We would highly recommend their service! This was our 2nd move in 2 months, and liked the service greatly! He was on both moves with the movers....they all work great together!! Will be calling again for their Service if needed.

Did You Know

Question In many countries, driving a truck requires a special driving license. The requirements and limitations vary with each different jurisdiction.

Question The public idea of the trucking industry in the United States popular culture has gone through many transformations. However, images of the masculine side of trucking are a common theme throughout time. The 1940's first made truckers popular, with their songs and movies about truck drivers. Then in the 1950's they were depicted as heroes of the road, living a life of freedom on the open road. Trucking culture peaked in the 1970's as they were glorified as modern days cowboys, outlaws, and rebels. Since then the portrayal has come with a more negative connotation as we see in the 1990's. Unfortunately, the depiction of truck drivers went from such a positive depiction to that of troubled serial killers.

Question The main purpose of the HOS regulation is to prevent accidents due to driver fatigue. To do this, the number of driving hours per day, as well as the number of driving hours per week, have been limited. Another measure to prevent fatigue is to keep drivers on a 21 to 24-hour schedule in order to maintain a natural sleep/wake cycle. Drivers must take a daily minimum period of rest and are allowed longer "weekend" rest periods. This is in hopes to combat cumulative fatigue effects that accrue on a weekly basis.

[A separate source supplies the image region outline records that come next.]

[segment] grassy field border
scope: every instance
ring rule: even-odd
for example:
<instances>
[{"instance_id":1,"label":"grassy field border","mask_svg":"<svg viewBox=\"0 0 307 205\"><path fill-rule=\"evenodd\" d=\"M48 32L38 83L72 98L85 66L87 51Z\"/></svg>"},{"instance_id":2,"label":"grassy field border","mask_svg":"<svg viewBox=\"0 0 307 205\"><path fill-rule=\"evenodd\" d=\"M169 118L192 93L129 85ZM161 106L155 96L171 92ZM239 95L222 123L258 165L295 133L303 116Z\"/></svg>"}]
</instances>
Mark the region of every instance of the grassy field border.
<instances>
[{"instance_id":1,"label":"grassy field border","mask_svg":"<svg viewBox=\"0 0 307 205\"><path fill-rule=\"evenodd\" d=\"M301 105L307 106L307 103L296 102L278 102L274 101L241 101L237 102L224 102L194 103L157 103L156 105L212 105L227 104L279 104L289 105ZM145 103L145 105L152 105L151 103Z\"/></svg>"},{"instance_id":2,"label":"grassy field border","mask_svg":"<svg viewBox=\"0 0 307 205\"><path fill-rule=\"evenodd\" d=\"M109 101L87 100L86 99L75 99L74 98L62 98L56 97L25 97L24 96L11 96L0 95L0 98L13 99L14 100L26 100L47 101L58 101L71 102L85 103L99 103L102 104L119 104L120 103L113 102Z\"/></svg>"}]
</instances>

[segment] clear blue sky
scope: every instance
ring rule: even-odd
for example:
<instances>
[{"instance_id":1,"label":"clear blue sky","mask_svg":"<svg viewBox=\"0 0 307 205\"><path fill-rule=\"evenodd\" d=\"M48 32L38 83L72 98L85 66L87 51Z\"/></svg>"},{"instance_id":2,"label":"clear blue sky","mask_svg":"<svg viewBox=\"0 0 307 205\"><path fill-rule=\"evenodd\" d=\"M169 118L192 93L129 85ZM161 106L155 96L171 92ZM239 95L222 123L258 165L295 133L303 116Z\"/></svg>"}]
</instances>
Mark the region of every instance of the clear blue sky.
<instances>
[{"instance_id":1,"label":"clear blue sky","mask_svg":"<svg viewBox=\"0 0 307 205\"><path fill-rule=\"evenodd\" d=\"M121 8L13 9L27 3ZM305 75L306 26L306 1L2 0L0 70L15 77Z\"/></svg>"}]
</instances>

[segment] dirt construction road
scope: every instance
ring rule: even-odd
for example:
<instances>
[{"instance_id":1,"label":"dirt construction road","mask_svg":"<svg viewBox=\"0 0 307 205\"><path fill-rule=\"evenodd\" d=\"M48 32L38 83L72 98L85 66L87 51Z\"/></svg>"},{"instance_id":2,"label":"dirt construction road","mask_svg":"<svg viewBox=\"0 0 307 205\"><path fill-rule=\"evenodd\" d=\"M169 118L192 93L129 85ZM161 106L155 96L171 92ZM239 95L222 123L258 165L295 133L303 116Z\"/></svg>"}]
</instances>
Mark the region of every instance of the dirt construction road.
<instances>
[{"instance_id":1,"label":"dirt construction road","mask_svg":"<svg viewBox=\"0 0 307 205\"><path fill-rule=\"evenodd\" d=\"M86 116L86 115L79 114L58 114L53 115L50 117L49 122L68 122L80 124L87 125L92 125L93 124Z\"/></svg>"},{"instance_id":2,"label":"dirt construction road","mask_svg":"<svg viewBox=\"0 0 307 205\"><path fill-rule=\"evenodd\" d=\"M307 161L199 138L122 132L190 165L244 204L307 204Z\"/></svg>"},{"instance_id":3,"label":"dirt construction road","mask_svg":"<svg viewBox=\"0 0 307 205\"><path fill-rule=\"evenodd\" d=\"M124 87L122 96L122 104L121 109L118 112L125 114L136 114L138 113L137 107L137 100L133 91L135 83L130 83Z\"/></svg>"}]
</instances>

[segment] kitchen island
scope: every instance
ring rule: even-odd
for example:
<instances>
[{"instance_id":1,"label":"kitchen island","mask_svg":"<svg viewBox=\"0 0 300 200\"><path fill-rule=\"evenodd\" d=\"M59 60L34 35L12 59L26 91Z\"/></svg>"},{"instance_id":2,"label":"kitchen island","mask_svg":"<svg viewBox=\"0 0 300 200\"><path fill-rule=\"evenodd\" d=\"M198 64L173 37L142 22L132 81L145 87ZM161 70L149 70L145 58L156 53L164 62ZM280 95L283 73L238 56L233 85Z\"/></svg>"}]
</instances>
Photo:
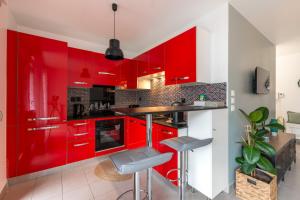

Question In 1893, the Office of Road Inquiry (ORI) was established as an organization. However, in 1905 the name was changed to the Office Public Records (OPR). The organization then went on to become a division of the United States Department of Agriculture. As seen throughout history, organizations seem incapable of maintaining permanent names. So, the organization's name was changed three more times, first in 1915 to the Bureau of Public Roads and again in 1939 to the Public Roads Administration (PRA). Yet again, the name was later shifted to the Federal Works Agency, although it was abolished in 1949. Finally, in 1949, the name reverted to the Bureau of Public Roads, falling under the Department of Commerce. With so many name changes, it can be difficult to keep up to date with such organizations. This is why it is most important to research and educate yourself on such matters.


The rise of technological development gave rise to the modern trucking industry. There a few factors supporting this spike in the industry such as the advent of the gas-powered internal combustion engine. Improvement in transmissions is yet another source, just like the move away from chain drives to gear drives. And of course the development of the tractor/semi-trailer combination.
The first state weight limits for trucks were determined and put in place in 1913. Only four states limited truck weights, from a low of 18,000 pounds (8,200 kg) in Maine to a high of 28,000 pounds (13,000 kg) in Massachusetts. The intention of these laws was to protect the earth and gravel-surfaced roads. In this case, particular damages due to the iron and solid rubber wheels of early trucks. By 1914 there were almost 100,000 trucks on America's roads. As a result of solid tires, poor rural roads, and a maximum speed of 15 miles per hour (24km/h) continued to limit the use of these trucks to mostly urban areas.